What are you really able to control when it comes time to choose your insurance coverages? The answer to this question hinges a lot on the requirements of the State you reside in. Visit https://www.insuranceguidelocal.com/tort-at-fault-insurance-and-no-fault-insurance-whats-the-difference/ for a detailed listing of tort and no-fault insurance states. So, if you reside in a no-fault state you must carry personal injury protection policy since each involved driver covers his/her own medical expenses. If you’re in a tort state, you must carry the minimum dollar amount established by the state to indemnify the party injured or property damaged. There are some states where you can opt out of uninsured/ underinsured motorist coverages, otherwise this becomes a mandatory requirement. You need to check with your insurance agent to determine what is and what isn’t required in your state.
Having said all that, here are some items you get to choose from in tort states when customizing insurance coverages:
- Bodily injury limits: Dollar amount your insurance will pay in the event you do bodily harm to another individual.
- Property damage limits: Monetary limits payable if you do physical damage to another’s property.
- Medical: Amount your policy will pay for your medical expenses if you are at fault in an accident.
- Uninsured Motorist: Amount of money your company will pay to reimburse you for medical expenses you incur when injured by another person who has no insurance.
- Underinsured Motorist: If the offending party is underinsured for medical expenses you incur from an accident, this coverage is activated to the amount purchased.
- Accidental death and dismemberment: Set amount paid by the insurer if the insured dies solely as a result of bodily injury caused by an occurrence while occupying or if struck by a motor vehicle.
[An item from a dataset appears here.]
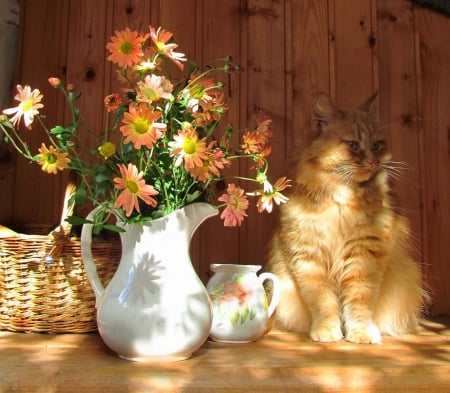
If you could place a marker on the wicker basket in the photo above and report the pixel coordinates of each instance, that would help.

If dismemberment, policy will schedule how much will be paid for dismemberment.
- Additional Living Expenses: If you are a certain number of miles away from home and have a breakdown, the company will reimburse you up to a certain amount found on your declaration page for hotel accommodations and food.
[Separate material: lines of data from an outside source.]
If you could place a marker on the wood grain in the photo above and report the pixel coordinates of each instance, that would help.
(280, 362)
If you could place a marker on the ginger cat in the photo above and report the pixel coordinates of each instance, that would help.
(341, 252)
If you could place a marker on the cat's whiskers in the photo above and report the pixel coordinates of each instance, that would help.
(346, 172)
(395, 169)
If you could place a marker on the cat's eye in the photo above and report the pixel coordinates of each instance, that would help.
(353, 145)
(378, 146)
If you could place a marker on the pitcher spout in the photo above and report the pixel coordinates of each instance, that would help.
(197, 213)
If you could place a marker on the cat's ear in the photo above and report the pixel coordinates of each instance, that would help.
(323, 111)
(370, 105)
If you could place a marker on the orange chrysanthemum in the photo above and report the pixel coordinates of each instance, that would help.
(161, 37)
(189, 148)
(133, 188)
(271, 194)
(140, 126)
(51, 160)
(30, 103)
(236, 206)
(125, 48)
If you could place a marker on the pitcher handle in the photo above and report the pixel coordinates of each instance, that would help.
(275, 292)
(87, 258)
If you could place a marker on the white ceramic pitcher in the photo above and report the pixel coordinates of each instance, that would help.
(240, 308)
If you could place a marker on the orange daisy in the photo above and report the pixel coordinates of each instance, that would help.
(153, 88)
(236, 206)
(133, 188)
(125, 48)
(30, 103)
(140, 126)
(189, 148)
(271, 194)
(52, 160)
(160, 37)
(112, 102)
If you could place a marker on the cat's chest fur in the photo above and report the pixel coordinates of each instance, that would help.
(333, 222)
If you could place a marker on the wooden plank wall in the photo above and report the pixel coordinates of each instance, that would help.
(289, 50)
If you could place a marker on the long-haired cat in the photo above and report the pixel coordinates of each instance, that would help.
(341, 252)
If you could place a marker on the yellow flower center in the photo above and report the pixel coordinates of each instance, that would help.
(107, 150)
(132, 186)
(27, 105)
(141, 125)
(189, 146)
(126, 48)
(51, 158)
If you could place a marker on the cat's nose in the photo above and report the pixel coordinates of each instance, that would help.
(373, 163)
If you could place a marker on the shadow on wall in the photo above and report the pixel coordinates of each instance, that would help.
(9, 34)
- Roadside assistance: Pays for reasonable and necessary roadside assistance expenses caused by the disablement of your insured vehicle. Amount of reimbursement will be found on your declaration page, normally $100.
- Car rental and Reimbursement: Expense incurred by you for the rental fee of a substitute automobile from a car rental agency or garage or expenses incurred by you for taxicabs. Again, the amount of reimbursement will be printed on the declaration page.
- Fire and theft only: Coverage available normally for vehicle in storage. Pays for any direct and accidental loss of, or damage to, your insured vehicle and its equipment caused by fire, lightning, or windstorm, smoke, or smudge due to a sudden, unusual, and faulty operation of any heating equipment serving the premises in which the vehicle is located. Also, the stranding, sinking, burning, collision or derailment of any conveyance in or upon which the vehicle is being transported or theft.
- Collision and rollover:Pays for direct and accidental loss to your insured vehicle and its equipment when it is hit by or its another vehicle or object, or rolls over.
- Comprehensive: Pays for any direct and accidental loss of, or damage to, your insured vehicle and its equipment not covered by collision. Covers perils like, falling objects, damage from missiles, collision with animals, theft, accidental glass breakage, etc. (Acknowledgement to Farm Bureau Mutual Insurance Company of Idaho for assistance in defining coverages listed above.)
These are the majority of choices you have to pick from in determining how you will customize your insurance policy. Several coverages are required by state law, i.e. bodily injury, property damage, and sometimes uninsured and underinsured motorist. These have minimum limits which you cannot go below in customizing coverage. Most states have as a minimum for bodily injury of $25,000, property damage of $15,000, and uninsured motorist of $25,000. In addition, lienholders will require coverages of comprehensive and collision in order to protect their financial interest in vehicle they have loaned money against.
As a point of interest, if you purchase comprehensive and collision and then decide to drop it, the lienholder has the right to procure coverage to protect their interest and charge it to you. When they do, in the event of a loss, the lienholder is reimbursed but you have no coverage for your financial interest.
All these options are available in a no-fault state with the exception that bodily injury limits are replaced with personal injury protection at dollar amounts you get to choose.
In summary, as you review coverages available and begin to customize your policy so you are only paying for coverages you want or need, it won’t take you long to see that the bulk of premiums are in the liability, comprehensive, and collision coverages. Due to the minimal amount of premium some of these other coverages generate, many choose to pay for them so they don’t end up with just cheap insurance with gaps in coverage– but with quality insurance giving them inexpensive peace of mind when they need the policy the most.